Following Russia’s decision on July 17 to withdraw from the year-old agreement permitting the movement of grains and other foodstuffs through the Black Sea despite the Russian naval blockade, shipments of sunflower oil to India have come to a halt. Adding to the predicament, within the next two days, Russia carried out bombings on the Ukrainian grain port of Odesa, resulting in the reported destruction of over 60,000 tonnes of grain.
India meets its domestic demand for sunflower and soybean oils through imports. However, following the suspension of the deal, there has been a notable surge in sunflower oil prices, with an increase of nearly 8%.
“Prices of both sunflower and soyabean oils have started moving up,” said Sandeep Bajoria, Bajoria, CEO of Sunvin Group, a vegetable oil brokerage and consultancy firm. “If Russia does not extend the grain deal, then prices of sunflower oil go up further. On the other hand, dry weather conditions in the US have driven up the prices of soyabean oil by 5% in the last week.”
According to Bajoria, during the ongoing oil year spanning from October 2022 to November 2023, the demand for sunflower oil is projected to reach 3 million tonnes, a significant rise from the previous year’s 2.3 million tonnes. This increase in demand can be attributed to the lower cooking oil prices experienced compared to the previous year, which led to a growth in oil consumption. It’s worth noting that India typically imports around 14.5 to 15 million tonnes of oil annually.

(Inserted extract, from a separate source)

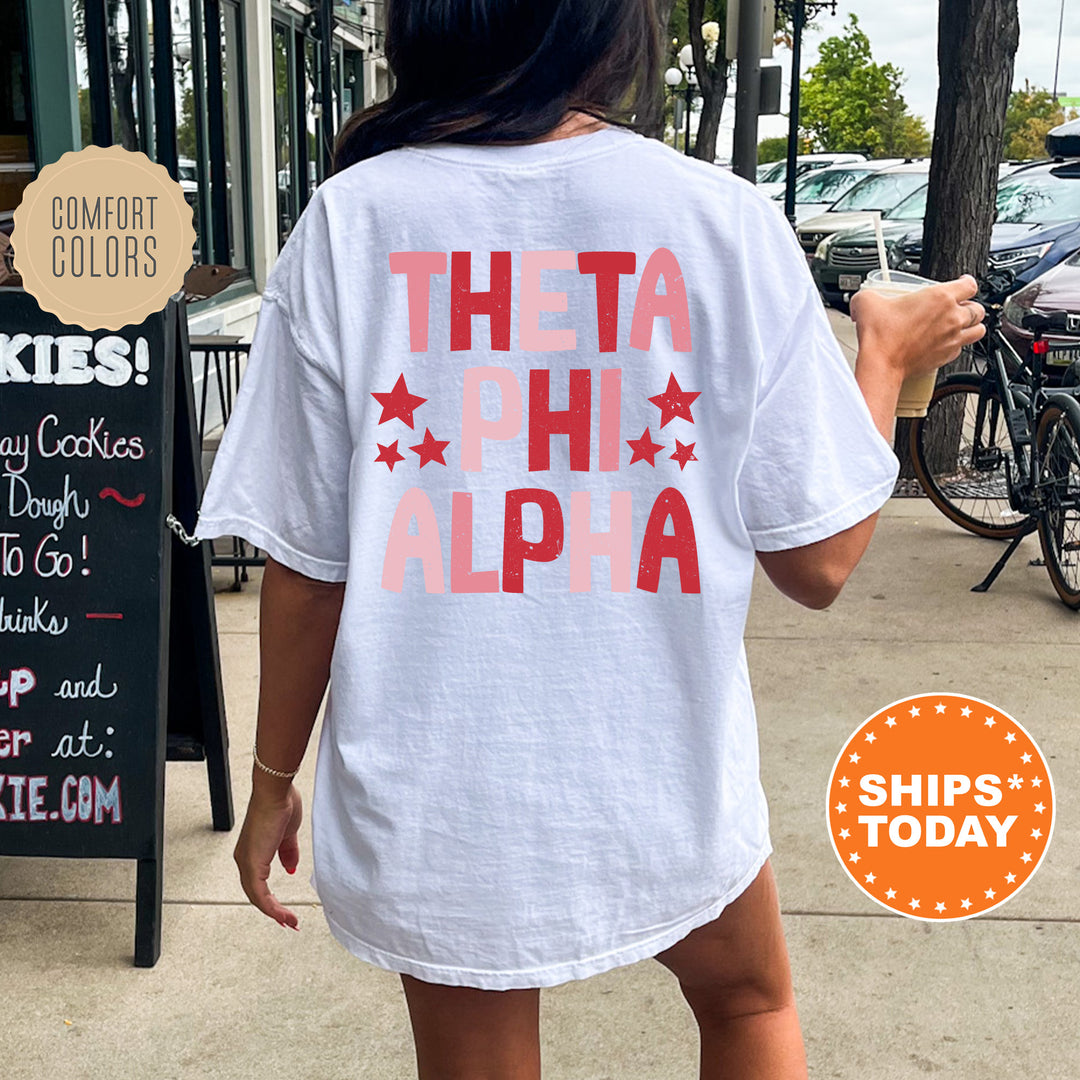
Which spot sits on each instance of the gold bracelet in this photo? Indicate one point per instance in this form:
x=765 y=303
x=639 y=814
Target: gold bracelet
x=273 y=772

Russia’s move has also put the consumer staple companies in a spot. “Even though the prices of imported sunflower oil have increased from $960 per tonne to $1030 per tonne in the last three to four days, we cannot increase prices at the retail end immediately,” said Pradeep Chowdhry, managing director of Gemini Edibles & Fats.
Following Russia’s withdrawal from the Black Sea grain deal, global wheat prices experienced a sharp increase. On Wednesday, wheat prices on the European stock exchange surged by almost 9% compared to the previous day, reaching $284 per tonne.

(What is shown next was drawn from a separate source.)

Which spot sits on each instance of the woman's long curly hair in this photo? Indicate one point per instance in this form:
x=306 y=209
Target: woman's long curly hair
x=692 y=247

US wheat futures witnessed a significant surge of 8.5%, marking the highest daily increase since the outbreak of the war in February of the previous year.

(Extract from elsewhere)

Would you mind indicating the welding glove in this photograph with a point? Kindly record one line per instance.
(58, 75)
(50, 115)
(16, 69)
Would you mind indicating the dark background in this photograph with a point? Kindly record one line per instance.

“Prices of wheat are expected to go up by 15% in the next three to four months,” said Anjani Aggarwal, past president of the Roller Flour Millers Association of India. “The suspension of the grain deal will further give a fillip to the price hike.”
Simultaneously, the dry weather conditions in the US are a cause of concern for the Indian edible oil industry. As per the US Department of Agriculture’s June 30 acreage report, there is a 4.6% reduction in soybean acreage compared to the previous year, with the current figure standing at 83.5 million acres.